I always loved it when they made it. I paid close attention to how
they made it, because I wanted to be able to make it myself when I got older. I made it for myself and my roommates and friends when
I was off at college. It was a big hit with starving students who subsisted mostly on Ramen noodles and boxed Mac&Cheese. I still make
it several times a year, especially during the winter. There is nothing better than a hot
bowl of chili on a cold winter day. I've taken this chili to work when we've had potluck lunches, and it is always a big hit. I like to make
a big batch, then freeze individual servings that I can take to work for lunch when I don't have dinner leftovers, or pull out of the freezer
and nuke it on nights I'm too tired to cook.
This recipe will make about 2 gallons of chili. Hope you're hungry.
I start by crumbling the ground beef into a large skillet. I then dice up the celery, green bell peppers and onions and put them
all in the skillet too. Sprinkle 1 teaspoon of salt over the contents of the skillet. Cover and cook on medium or medium high heat.
Stir every 10 minutes or so. Break up any larger lumps of beef. You want to cook until the meat is all browned, and the vegetables
just start to turn transparent. Do not brown the vegetables. Reduce heat as necessary to prevent the vegetables from browning.
While the beef and vegetables are cooking, open and empty the contents of all the cans into a large stock pot. I like to use a combination
of crushed and diced tomatoes. When I am in the mood for a spicier chili, I'll go for the hot Rotel or add a 4oz can of diced green chiles,
or up the amount of crushed red pepper, or do a combination of these.
If you like your chili really spicy, you can add your own seasonings of choice at this point. Put the pot over
medium heat. Add all the spices and the rest of the salt into the stock pot. Stir well.
Once the beef and vegetables are done cooking, dump the contents of the skillet into the stock pot. Stir well. Cover the stock pot.
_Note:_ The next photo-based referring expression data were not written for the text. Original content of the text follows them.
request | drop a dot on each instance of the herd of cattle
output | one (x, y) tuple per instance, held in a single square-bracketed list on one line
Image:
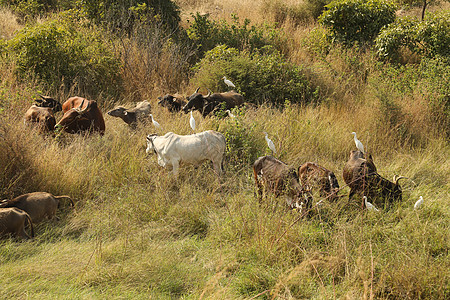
[(271, 175)]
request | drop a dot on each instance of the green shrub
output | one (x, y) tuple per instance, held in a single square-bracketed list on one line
[(429, 38), (123, 15), (207, 34), (360, 21), (58, 52), (263, 75)]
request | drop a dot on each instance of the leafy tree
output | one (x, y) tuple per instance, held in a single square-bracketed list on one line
[(421, 3), (360, 21), (428, 38)]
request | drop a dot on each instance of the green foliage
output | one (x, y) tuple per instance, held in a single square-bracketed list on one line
[(243, 148), (60, 52), (429, 38), (360, 21), (263, 75), (207, 34), (124, 15), (317, 42)]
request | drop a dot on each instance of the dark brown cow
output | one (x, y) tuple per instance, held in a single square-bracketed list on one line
[(86, 117), (206, 104), (38, 205), (361, 175), (13, 222), (313, 176), (133, 115), (41, 117), (174, 103), (274, 176)]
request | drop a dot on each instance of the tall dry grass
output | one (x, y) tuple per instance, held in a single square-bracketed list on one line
[(138, 232)]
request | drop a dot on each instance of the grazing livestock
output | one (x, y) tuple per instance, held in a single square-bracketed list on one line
[(13, 222), (133, 115), (86, 117), (172, 103), (360, 174), (37, 205), (172, 149), (274, 176), (41, 117), (228, 82), (206, 104), (313, 176), (47, 101)]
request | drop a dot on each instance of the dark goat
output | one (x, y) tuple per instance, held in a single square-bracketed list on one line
[(274, 176), (312, 176), (360, 174)]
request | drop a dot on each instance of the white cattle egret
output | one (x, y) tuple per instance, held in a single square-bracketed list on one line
[(358, 144), (369, 205), (156, 124), (230, 114), (270, 143), (192, 121), (418, 203), (227, 82)]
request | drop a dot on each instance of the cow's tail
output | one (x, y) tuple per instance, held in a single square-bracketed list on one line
[(30, 223), (66, 197)]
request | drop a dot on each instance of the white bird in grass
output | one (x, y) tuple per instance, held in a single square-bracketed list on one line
[(358, 143), (230, 114), (227, 82), (369, 205), (192, 121), (156, 124), (270, 143), (418, 203)]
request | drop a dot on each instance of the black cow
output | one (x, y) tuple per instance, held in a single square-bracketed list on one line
[(206, 104)]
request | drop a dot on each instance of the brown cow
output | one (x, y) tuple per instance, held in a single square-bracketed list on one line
[(314, 176), (47, 101), (85, 117), (12, 222), (361, 175), (38, 205), (133, 115), (274, 176), (41, 117)]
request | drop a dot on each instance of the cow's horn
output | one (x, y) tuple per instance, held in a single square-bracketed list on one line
[(396, 179), (81, 105)]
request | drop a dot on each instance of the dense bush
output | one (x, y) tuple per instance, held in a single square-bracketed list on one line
[(263, 75), (59, 52), (429, 38), (360, 21), (207, 34), (123, 15)]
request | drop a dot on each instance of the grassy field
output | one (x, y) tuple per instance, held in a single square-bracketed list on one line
[(137, 232)]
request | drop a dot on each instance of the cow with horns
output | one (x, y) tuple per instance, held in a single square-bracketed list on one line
[(84, 117)]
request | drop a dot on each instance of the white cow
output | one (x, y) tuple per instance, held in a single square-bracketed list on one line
[(194, 149)]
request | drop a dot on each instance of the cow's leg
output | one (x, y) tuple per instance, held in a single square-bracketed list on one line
[(175, 165), (217, 165)]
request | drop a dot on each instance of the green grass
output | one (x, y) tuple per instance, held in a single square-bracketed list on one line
[(136, 232)]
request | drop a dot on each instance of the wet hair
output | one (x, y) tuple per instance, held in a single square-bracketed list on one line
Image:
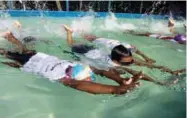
[(81, 48), (29, 39), (119, 52)]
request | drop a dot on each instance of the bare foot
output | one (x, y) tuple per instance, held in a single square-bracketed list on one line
[(127, 82), (133, 79), (126, 88), (2, 51), (178, 72), (17, 24), (151, 61), (67, 28)]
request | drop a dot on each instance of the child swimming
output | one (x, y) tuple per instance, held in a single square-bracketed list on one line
[(72, 74), (17, 35), (119, 54), (76, 75)]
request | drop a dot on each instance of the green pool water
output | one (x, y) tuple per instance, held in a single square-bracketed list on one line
[(23, 95)]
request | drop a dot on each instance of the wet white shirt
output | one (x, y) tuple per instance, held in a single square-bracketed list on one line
[(103, 54), (47, 66)]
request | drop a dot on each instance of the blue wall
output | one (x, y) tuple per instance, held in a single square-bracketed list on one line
[(28, 13)]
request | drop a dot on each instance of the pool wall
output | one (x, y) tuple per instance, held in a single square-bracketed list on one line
[(28, 13)]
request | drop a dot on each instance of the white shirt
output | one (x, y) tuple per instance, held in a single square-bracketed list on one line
[(102, 55), (47, 66)]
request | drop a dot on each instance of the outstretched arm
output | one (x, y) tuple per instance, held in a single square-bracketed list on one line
[(162, 68), (115, 76), (148, 78), (89, 37), (12, 64), (96, 88), (10, 37), (69, 35), (149, 60)]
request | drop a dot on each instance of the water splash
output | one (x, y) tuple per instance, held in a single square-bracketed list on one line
[(84, 24), (111, 24)]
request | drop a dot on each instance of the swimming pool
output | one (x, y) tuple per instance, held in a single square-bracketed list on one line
[(24, 95)]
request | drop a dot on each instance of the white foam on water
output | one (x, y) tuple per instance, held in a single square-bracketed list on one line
[(159, 27), (84, 24), (111, 24)]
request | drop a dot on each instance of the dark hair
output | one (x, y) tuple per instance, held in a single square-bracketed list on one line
[(29, 39), (119, 52), (81, 48)]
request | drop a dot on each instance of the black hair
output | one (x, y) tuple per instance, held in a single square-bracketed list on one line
[(81, 48), (29, 39), (119, 52)]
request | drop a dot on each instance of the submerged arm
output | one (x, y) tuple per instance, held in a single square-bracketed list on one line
[(96, 88), (10, 37), (69, 35)]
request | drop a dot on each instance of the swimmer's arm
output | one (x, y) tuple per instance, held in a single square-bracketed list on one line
[(12, 64), (69, 35), (96, 88), (10, 37), (89, 37)]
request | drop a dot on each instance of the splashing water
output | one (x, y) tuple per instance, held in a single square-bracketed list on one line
[(84, 24), (111, 24)]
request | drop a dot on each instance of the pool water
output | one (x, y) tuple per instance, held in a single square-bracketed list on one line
[(23, 95)]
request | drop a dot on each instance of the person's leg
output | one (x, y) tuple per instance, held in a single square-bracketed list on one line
[(97, 88), (21, 58)]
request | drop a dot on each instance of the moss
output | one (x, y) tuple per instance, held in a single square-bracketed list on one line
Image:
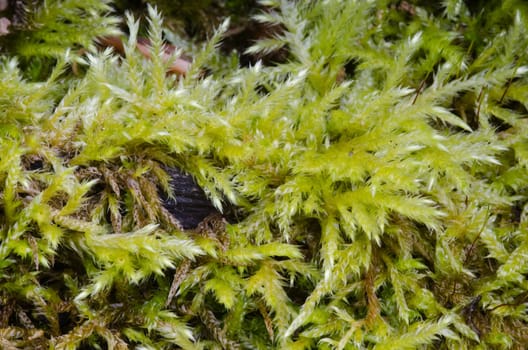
[(378, 175)]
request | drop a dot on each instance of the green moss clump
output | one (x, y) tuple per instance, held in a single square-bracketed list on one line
[(379, 175)]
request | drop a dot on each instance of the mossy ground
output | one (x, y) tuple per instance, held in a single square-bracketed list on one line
[(376, 167)]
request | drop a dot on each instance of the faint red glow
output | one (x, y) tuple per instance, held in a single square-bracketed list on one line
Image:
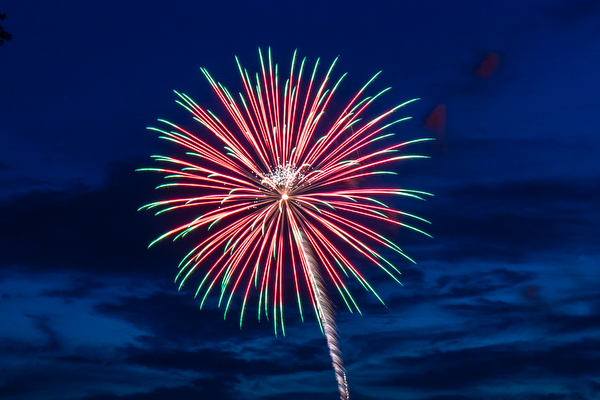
[(488, 66)]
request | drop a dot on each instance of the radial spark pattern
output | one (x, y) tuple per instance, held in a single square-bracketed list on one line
[(285, 175)]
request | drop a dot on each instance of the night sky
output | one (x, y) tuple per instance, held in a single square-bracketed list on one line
[(503, 303)]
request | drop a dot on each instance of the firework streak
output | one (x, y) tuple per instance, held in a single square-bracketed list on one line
[(289, 192), (325, 311)]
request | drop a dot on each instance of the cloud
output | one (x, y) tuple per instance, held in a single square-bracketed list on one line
[(467, 368)]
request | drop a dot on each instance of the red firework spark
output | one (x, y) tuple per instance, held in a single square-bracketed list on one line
[(281, 176)]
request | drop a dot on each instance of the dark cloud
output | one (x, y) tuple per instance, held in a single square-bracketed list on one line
[(81, 287), (466, 368), (98, 230), (512, 221)]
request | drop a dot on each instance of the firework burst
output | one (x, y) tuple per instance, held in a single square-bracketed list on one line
[(278, 202)]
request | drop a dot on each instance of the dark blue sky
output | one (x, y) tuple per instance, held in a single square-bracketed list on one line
[(503, 303)]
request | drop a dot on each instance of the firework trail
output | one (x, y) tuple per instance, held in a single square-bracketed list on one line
[(285, 194), (325, 311)]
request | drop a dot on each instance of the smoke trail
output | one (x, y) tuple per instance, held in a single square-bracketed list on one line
[(325, 310)]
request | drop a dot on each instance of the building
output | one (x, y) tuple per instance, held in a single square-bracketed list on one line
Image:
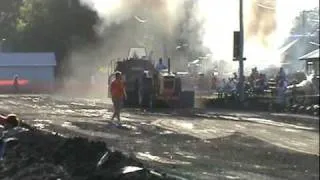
[(312, 62), (35, 72)]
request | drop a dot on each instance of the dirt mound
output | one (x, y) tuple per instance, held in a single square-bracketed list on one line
[(42, 156)]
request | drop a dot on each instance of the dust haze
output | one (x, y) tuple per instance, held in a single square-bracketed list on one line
[(205, 26)]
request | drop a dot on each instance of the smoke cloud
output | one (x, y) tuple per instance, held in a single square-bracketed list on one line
[(197, 25)]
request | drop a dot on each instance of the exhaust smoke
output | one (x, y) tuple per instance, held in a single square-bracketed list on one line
[(204, 24)]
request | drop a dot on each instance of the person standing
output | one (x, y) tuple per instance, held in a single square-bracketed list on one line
[(118, 94), (16, 83), (160, 66)]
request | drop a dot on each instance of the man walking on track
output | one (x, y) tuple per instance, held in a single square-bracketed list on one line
[(118, 94)]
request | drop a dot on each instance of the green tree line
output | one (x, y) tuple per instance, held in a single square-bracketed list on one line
[(47, 26)]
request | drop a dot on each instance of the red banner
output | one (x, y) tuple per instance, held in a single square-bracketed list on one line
[(10, 82)]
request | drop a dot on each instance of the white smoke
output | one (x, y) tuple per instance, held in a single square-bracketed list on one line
[(159, 18)]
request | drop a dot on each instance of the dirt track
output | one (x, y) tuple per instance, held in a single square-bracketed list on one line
[(206, 145)]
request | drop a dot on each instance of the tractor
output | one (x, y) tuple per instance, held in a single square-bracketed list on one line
[(149, 88)]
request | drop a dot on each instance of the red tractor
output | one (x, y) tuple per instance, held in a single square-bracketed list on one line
[(147, 87)]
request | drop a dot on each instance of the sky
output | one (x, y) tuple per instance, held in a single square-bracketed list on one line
[(221, 19)]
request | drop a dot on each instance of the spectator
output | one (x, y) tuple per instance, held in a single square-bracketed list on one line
[(118, 94), (160, 66)]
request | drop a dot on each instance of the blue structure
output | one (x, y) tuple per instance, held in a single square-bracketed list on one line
[(35, 71)]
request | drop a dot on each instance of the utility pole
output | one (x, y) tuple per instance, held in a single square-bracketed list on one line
[(241, 58)]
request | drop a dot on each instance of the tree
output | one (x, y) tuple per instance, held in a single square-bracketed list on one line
[(9, 11), (54, 26)]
Once
the chili comes to a boil, reduce heat to a low simmer. Cook the chili for at least 2 hours, stirring every 10 to 15 minutes or so.
There are lots of ways to serve chili. You could serve it over white rice. You could serve it with a selection of condiments like diced onion,
shredded cheese and sour cream, and let your guests doctor it up any way they like. You could serve it like soup with saltines or oyster crackers
on the side. You could float a piece of cornbread in a bowl of the chili. You could also serve it
with tortilla chips and scoop the chili out of the bowel with the chips. Or you could just serve it straight up as a main course or a side dish.
There almost as many ways to serve chili as there are ways to make it.
I hope you enjoy this chili recipe as much as I do.